His experience is certainly in dramatic contrast to the glowing testimonials one often hears about Prozac. There are even popular books which suggest that anyone and everyone might benefit from it’s capacity to enhance moods and productivity.
I suppose one can understand this disparity by realizing that these two points of view represent two very different perceptions about the nature of human beings. For some people, especially in the medical and psychological sciences, life is ultimately a biochemical phenomena. Whatever happens in a living organism, be it on the physiological or psychological level, can be reduced to molecular interplay.

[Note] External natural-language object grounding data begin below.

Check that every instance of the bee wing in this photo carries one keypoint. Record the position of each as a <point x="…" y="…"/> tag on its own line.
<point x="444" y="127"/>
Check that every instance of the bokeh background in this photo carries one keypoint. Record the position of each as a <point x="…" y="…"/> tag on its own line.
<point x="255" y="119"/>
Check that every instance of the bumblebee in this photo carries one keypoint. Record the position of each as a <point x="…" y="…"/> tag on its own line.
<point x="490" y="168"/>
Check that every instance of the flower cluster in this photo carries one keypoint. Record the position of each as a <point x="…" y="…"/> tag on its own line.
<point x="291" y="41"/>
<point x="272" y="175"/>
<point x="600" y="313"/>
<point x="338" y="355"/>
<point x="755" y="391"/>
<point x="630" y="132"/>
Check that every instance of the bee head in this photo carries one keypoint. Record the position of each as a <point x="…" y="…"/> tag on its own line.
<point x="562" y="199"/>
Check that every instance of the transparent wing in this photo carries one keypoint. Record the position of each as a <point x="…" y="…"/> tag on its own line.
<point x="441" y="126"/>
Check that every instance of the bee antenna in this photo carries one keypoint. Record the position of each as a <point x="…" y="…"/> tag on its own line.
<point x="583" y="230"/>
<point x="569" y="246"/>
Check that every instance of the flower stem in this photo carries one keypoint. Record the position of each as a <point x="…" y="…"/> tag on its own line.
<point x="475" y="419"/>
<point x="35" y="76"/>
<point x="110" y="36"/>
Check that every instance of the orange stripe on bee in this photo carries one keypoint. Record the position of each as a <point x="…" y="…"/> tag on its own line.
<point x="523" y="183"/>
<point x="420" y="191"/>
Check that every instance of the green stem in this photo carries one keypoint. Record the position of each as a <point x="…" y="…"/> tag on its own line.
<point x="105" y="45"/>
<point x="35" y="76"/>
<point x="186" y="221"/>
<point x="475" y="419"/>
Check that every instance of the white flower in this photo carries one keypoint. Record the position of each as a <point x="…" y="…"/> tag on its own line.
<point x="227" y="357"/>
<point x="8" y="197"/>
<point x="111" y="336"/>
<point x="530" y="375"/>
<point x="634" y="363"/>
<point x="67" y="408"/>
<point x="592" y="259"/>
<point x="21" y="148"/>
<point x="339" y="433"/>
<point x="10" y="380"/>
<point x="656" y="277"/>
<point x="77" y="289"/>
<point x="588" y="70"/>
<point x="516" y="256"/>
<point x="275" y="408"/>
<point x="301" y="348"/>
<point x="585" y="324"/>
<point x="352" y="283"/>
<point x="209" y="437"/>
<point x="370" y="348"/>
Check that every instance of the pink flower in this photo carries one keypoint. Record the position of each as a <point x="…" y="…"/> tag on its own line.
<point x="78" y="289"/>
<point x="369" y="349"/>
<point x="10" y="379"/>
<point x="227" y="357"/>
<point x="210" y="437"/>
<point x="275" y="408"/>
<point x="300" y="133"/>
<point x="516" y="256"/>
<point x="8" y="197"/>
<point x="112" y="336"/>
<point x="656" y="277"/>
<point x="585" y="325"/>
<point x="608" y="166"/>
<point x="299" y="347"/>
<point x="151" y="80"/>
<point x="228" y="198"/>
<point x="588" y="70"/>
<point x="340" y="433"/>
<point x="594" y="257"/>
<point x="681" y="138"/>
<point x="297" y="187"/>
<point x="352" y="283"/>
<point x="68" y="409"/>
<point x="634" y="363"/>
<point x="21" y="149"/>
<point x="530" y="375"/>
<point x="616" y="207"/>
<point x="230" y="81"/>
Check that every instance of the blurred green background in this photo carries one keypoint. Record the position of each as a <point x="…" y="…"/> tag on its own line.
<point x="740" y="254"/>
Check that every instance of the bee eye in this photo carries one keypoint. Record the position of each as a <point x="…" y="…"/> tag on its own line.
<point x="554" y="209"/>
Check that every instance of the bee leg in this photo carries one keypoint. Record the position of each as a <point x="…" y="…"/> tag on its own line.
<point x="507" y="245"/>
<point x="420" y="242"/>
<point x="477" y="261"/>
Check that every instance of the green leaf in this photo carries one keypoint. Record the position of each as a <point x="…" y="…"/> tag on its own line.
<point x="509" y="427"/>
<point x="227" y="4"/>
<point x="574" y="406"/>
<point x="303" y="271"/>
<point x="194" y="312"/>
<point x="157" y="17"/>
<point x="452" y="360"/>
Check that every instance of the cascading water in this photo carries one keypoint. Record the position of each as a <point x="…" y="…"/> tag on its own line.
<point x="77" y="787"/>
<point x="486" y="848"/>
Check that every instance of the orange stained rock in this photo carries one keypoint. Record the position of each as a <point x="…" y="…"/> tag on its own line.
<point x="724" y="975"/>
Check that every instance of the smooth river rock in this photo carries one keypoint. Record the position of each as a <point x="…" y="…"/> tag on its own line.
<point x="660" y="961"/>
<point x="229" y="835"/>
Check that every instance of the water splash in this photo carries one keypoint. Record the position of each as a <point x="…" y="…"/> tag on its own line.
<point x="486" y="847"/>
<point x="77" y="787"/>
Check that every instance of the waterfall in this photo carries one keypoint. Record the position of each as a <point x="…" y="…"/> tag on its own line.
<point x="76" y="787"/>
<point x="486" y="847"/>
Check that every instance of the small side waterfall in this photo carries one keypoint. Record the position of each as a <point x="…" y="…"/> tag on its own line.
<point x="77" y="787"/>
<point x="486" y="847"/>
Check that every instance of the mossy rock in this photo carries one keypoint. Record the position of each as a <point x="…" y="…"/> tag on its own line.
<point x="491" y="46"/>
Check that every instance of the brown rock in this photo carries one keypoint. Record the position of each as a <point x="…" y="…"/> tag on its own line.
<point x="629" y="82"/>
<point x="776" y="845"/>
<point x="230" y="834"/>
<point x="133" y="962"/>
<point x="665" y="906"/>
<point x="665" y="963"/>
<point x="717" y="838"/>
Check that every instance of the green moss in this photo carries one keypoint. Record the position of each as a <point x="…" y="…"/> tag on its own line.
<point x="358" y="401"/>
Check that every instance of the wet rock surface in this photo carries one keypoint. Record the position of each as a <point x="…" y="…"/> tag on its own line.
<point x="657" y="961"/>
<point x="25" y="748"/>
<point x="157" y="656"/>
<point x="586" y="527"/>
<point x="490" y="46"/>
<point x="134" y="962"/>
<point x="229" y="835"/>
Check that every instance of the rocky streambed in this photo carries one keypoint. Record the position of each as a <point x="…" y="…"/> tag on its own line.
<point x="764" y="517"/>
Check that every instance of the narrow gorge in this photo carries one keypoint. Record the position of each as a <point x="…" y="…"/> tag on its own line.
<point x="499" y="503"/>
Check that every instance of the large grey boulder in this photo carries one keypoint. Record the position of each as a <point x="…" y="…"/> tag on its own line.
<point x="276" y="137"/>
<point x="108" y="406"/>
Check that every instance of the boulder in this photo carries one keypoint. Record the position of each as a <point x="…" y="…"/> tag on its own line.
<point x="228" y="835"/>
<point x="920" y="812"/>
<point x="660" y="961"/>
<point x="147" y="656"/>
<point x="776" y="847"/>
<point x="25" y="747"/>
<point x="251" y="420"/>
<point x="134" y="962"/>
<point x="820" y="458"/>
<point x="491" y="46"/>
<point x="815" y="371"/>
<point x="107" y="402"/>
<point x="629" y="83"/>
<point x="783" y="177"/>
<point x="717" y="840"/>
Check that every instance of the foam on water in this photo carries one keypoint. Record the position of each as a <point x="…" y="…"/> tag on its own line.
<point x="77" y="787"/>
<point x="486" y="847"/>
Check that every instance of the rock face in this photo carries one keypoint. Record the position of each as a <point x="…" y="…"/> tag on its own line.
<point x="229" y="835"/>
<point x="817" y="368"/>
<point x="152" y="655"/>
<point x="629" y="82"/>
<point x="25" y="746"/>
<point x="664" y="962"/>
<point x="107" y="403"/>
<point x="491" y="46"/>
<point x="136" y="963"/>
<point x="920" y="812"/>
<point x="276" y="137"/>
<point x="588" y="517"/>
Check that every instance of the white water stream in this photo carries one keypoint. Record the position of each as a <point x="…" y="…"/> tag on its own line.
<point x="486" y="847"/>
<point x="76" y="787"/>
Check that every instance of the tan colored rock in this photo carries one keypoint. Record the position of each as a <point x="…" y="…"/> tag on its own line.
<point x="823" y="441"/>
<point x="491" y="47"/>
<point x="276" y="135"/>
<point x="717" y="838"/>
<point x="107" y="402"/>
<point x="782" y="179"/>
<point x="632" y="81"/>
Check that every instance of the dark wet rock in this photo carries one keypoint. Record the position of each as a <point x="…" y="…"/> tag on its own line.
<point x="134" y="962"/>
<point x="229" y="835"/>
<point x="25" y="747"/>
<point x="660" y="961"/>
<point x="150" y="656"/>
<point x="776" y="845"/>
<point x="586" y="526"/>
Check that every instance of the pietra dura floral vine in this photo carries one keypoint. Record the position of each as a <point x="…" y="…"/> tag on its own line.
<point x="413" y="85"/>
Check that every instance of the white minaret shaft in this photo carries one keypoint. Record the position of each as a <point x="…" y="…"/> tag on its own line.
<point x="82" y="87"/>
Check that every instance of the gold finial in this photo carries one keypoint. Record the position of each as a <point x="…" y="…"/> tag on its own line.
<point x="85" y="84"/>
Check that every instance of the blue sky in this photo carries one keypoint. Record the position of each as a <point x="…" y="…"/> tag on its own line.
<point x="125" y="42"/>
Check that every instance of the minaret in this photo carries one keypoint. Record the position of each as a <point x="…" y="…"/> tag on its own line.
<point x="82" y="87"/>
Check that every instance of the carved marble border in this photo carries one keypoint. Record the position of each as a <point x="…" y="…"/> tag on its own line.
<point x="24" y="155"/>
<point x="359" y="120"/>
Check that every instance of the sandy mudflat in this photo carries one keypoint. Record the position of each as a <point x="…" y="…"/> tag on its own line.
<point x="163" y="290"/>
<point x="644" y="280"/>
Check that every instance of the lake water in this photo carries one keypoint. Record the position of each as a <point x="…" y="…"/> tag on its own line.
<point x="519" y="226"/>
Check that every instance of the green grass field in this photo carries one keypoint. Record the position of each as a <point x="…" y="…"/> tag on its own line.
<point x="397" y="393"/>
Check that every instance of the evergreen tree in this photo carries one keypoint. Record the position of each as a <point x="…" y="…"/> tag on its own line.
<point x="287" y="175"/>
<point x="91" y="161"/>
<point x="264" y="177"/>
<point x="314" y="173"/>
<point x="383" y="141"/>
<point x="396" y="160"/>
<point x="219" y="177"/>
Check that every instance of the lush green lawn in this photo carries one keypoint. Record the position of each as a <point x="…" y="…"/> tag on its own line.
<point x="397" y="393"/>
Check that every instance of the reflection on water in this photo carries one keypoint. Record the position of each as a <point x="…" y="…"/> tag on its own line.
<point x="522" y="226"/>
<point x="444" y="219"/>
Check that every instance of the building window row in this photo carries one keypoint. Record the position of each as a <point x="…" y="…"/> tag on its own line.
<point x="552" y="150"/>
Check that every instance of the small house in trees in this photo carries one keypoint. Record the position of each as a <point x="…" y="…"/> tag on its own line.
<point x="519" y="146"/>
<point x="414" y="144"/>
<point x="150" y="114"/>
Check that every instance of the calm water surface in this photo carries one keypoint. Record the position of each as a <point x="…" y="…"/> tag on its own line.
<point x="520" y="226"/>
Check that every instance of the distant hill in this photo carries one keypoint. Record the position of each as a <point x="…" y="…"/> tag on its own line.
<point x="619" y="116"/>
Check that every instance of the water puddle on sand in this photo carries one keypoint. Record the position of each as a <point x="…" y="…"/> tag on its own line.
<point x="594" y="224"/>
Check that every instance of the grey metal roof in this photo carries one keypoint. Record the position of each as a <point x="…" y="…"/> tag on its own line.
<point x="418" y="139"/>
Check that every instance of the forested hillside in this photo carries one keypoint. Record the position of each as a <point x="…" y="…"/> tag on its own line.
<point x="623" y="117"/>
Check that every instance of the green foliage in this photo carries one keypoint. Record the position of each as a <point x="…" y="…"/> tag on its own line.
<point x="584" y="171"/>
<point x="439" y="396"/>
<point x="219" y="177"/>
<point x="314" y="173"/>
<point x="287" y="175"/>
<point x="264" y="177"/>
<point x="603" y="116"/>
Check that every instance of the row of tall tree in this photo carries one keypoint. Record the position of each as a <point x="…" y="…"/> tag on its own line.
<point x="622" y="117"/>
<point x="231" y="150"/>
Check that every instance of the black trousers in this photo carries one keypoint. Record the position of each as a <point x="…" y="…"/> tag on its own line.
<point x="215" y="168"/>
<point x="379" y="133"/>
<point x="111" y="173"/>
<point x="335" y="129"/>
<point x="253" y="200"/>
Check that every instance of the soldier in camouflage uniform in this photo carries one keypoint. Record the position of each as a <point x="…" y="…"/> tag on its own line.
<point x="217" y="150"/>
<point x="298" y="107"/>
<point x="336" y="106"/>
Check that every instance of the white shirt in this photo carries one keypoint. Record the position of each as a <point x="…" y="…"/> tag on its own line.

From this understanding, medical professionals can maintain the physical and emotional health of their patients by manipulating their chemical makeup. Thus, we have the popular notion of mental illness as “a chemical imbalance”.
Then there are people, James and myself included, who see the phenomena of life as something fundamentally different than biochemistry. Underlying the grosser physical manifestations of life are more subtle forces which are the true core of a living being. Variously called “spirit” or “vital force”, “prana” or “chi”, this is a dynamic energy responsible for maintaining the physical structure, achieving physiological balance and sustaining a sense of well-being in the organism.
When a person suffers from psychological distress, most of the time it is the disturbance of this vitality which must be addressed. The chemical imbalances are largely a result — not a cause — of chronic stresses on the organism. By clearing understanding the external circumstances that have burdened a person along with the nature of that person’s personal susceptibility to these stimuli, the possibility of real cure arises.
Treatment based on these principles, be it psychotherapy, homeopathy, body work, breath work, shamanism or any number of possible modalities, can produce very profound results. Sometimes it is agonizingly slow, sometimes it is dramatically fast, but the goal justifies the effort.